I’ve barely written anything about our trip to Samoa, so it’s about time I got it out there.
Since the tsunami of 2009 which devastated parts of this island nation we have pledged to visit Samoa next time we were heading to the Pacific. Growing up in New Zealand meant I had a lot of school friends from Samoa and they always seemed so happy when they talked about home. Besides we’d been to Fiji, the Cook Islands, New Caledonia and Vanuatu and really wanted something a little off the beaten track for our first family trip to the Pacific Islands.
Our first four days were spent in Apia on the main island of Upolu. Apia is fine for a day or two and all the supermarkets are there plus you can find a decent espresso if you need it. The air-conditioned McDonalds restaurant right in town became a hideout of ours when the heat got too much but if I did the trip again I would stay less time in Apia and head over to Lalomanu Beach for a couple of nights instead.
We took a day trip to Lalomanu, which may be the most pristine and picture perfect beach I have ever seen – and of course I forgot to bring my camera – (the pic above is from Dave’s iPhone). If this beach was in Thailand or even Fiji, it would be jam-packed with visitors, but we saw less than ten other people chilling out under palm trees and loving their lives. As most beaches are on communal land (usually owned by the local village) it is necessary to either pay for entry to use the beach or buy a meal in the restaurant on the beach which we did. It was a small price to pay for such beauty.
Lalomanu Beach is an easy drive from Apia over the Cross-Island road and along the Southern Coast.
We took our rental car on the ferry from Upolu to Savaii so we didn’t have to swap cars, but we paid extra for this (around $60NZD each way). It worked out better for us as renting a car in Apia is cheaper than in Savaii, plus we had a really nice SUV with air-con that we didn’t want to give up.
We scored a great deal for the Savaiian Hotel and were so comfortable there. It’s a definite three star but the price included breakfast and the accommodations were clean and homely. The staff were approachable and Dylan made friends with the chefs daughter and played with her every day.
As is typical with many Pacific Islands, WiFi was expensive and only available in the hotel lobby, but it was nice to disconnect for a while and spend our time hunting mud crabs and chasing chickens. Dylan especially liked searching for geckos hiding near lights in the restaurant.

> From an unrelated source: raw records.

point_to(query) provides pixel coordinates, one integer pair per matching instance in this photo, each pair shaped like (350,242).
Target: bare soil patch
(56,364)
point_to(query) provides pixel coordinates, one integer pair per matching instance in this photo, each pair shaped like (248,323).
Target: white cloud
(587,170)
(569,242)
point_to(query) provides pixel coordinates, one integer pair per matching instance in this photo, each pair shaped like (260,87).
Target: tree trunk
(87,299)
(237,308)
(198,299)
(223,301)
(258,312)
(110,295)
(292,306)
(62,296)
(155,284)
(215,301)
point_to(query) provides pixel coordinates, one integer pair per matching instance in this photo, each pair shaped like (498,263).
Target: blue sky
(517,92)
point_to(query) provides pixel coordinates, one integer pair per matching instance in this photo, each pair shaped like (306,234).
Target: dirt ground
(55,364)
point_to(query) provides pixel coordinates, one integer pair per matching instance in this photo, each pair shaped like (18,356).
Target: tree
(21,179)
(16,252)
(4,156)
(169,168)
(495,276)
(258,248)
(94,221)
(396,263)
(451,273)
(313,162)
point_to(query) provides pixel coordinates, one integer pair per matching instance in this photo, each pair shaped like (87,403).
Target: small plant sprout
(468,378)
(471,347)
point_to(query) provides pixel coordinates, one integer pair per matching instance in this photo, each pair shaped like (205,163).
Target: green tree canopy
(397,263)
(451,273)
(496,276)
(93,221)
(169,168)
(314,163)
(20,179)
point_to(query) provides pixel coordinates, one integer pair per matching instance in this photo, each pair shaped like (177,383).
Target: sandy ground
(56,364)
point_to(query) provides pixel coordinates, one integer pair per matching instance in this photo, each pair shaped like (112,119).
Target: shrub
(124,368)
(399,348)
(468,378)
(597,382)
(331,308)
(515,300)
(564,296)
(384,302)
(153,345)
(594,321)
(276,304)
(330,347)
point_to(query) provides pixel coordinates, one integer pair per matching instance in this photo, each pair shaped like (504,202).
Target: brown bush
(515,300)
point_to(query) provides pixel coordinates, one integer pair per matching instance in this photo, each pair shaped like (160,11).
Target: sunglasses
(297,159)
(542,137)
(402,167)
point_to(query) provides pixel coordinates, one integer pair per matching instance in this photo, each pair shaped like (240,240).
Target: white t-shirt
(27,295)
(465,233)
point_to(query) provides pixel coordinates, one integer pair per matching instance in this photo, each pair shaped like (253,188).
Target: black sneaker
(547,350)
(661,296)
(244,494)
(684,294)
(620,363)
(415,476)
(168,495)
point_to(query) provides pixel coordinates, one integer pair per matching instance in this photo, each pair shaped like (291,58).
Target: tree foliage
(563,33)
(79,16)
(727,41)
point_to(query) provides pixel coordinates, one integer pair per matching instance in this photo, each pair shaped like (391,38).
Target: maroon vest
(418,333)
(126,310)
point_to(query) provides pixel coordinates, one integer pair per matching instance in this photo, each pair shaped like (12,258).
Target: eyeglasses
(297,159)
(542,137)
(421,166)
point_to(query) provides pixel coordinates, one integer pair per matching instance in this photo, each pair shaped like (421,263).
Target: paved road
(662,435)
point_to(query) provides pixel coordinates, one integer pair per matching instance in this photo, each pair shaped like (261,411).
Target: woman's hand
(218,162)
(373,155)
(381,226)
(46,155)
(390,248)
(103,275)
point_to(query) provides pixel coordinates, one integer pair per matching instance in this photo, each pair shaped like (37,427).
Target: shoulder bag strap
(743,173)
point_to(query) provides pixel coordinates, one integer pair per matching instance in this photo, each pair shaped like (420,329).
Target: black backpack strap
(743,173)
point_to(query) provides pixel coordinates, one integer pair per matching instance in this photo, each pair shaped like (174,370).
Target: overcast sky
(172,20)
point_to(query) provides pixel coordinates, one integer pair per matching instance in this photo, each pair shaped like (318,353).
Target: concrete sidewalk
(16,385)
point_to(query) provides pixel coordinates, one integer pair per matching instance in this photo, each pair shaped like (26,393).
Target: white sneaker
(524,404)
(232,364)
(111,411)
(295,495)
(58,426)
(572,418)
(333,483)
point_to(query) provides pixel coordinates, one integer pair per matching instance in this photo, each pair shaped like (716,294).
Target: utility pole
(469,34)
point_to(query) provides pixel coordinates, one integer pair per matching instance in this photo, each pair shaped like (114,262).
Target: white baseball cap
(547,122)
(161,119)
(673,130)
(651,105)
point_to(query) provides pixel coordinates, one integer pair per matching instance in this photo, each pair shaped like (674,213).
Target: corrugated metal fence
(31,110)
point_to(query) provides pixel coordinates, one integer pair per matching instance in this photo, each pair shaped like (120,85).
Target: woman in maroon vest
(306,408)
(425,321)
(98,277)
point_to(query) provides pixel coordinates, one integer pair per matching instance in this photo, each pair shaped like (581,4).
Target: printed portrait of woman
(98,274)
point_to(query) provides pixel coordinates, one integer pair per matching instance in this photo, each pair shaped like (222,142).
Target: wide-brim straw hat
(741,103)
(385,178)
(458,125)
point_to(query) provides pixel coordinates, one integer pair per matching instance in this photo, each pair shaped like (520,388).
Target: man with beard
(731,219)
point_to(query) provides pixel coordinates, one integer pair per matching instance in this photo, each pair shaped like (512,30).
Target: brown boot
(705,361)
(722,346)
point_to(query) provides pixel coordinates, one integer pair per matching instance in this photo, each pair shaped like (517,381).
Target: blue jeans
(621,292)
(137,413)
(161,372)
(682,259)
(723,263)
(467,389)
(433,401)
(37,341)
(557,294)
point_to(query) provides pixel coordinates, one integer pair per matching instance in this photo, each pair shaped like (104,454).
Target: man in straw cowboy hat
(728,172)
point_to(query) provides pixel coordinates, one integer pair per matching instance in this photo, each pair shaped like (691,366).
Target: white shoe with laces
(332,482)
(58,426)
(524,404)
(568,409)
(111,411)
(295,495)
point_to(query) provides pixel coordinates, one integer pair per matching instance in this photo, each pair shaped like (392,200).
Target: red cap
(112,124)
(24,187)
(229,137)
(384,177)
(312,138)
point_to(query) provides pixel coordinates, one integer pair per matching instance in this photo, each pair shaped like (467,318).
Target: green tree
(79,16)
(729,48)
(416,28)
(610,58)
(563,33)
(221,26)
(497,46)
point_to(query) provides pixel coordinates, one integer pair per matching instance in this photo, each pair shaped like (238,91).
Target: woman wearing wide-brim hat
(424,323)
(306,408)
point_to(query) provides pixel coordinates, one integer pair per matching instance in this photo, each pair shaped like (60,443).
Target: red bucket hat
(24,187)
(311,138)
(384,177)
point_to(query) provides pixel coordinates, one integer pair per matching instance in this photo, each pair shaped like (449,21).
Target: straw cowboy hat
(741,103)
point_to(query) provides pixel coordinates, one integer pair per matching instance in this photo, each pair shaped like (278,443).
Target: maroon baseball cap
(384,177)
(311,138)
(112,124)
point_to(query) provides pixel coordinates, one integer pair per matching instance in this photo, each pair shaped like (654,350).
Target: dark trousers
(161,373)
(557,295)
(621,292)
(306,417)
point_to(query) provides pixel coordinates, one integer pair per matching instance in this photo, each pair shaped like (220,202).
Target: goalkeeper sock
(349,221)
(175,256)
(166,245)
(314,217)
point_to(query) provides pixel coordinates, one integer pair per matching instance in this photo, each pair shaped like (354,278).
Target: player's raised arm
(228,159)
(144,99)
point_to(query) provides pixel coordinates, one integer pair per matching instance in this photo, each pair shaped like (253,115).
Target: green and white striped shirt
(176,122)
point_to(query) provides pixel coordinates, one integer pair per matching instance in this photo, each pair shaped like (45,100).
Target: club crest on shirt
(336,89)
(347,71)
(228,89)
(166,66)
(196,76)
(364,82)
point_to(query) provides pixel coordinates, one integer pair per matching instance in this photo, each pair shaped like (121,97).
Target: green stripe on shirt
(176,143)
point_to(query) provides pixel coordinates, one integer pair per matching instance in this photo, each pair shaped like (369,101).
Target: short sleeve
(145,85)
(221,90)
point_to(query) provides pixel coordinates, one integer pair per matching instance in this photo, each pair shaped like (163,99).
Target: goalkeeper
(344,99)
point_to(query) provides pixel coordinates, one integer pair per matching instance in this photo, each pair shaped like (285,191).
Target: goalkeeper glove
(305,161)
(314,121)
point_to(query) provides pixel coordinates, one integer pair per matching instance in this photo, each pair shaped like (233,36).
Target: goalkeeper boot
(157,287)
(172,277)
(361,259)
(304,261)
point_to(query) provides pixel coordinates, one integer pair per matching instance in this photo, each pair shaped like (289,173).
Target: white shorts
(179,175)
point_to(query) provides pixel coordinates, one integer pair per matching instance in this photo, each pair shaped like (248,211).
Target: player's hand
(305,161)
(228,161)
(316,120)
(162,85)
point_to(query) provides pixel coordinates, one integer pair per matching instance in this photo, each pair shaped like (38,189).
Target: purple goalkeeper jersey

Savaii is a great place for day trips, from our base at the Savaiian Hotel we visited the Afu Aau Falls two days in a row. Dylan loved sitting in the shallow water and splashing about, while I was grateful for respite from the heat.
The Saleaula Lava Field was a fascinating but eerie site. Eruptions at Mt Matavanu between 1905 to 1911 caused molten lava to destroy the village however the lava flow was so slow that the villagers were able to escape by canoe to Upolu and no one was killed. It is now a ghost town manned by a local womens’ committee who provide guided tours through the site for 5 Tala per person.
Other days we just drove around the island, finding amazing beaches to hang out at. We struck budget travel gold when we found Lauiula Beach Fales. For 10 tala ($5NZD approx) we had this amazing beach all to ourselves.
And if all those wonderful beaches weren’t enough for us, we found a pizza joint in Fagamalo (Leilani’s Pizzeria) that not only served bloody good pizza, the staff entertained Dylan while we ate in peace. He visited the kitchen and the bar area and just generally enjoyed himself while we guzzled an ice cold Vailima beer and relaxed. I thought that only happened in Mexico, but yay, it happens in Samoa too!
On Saturdays, people in the villages all over Savaii hold barbeques and for around 6Tala ($3NZD) you can get a full plate of chicken, vegetables and of course taro. This is unbeatable value and a great way to support the local economy.
We adored our time in Samoa, it was beyond what we expected for a destination with a toddler – everyone smiles at your kid, and makes you feel welcome as a parent travelling with a child which in our experience is not the case everywhere. The hospital service we received when Dylan was sick was excellent and inexpensive. Plus there are safe beaches and swimming holes and activities galore for the little ones.
It was also excellent value when compared with neighbouring Pacific Islands. Considering you can sleep in a fale on the beach for $35 a night and eat healthy food while supporting the local economy for $3 , it’s a surprise Samoa still feels like a hidden gem. But a nice surprise, indeed.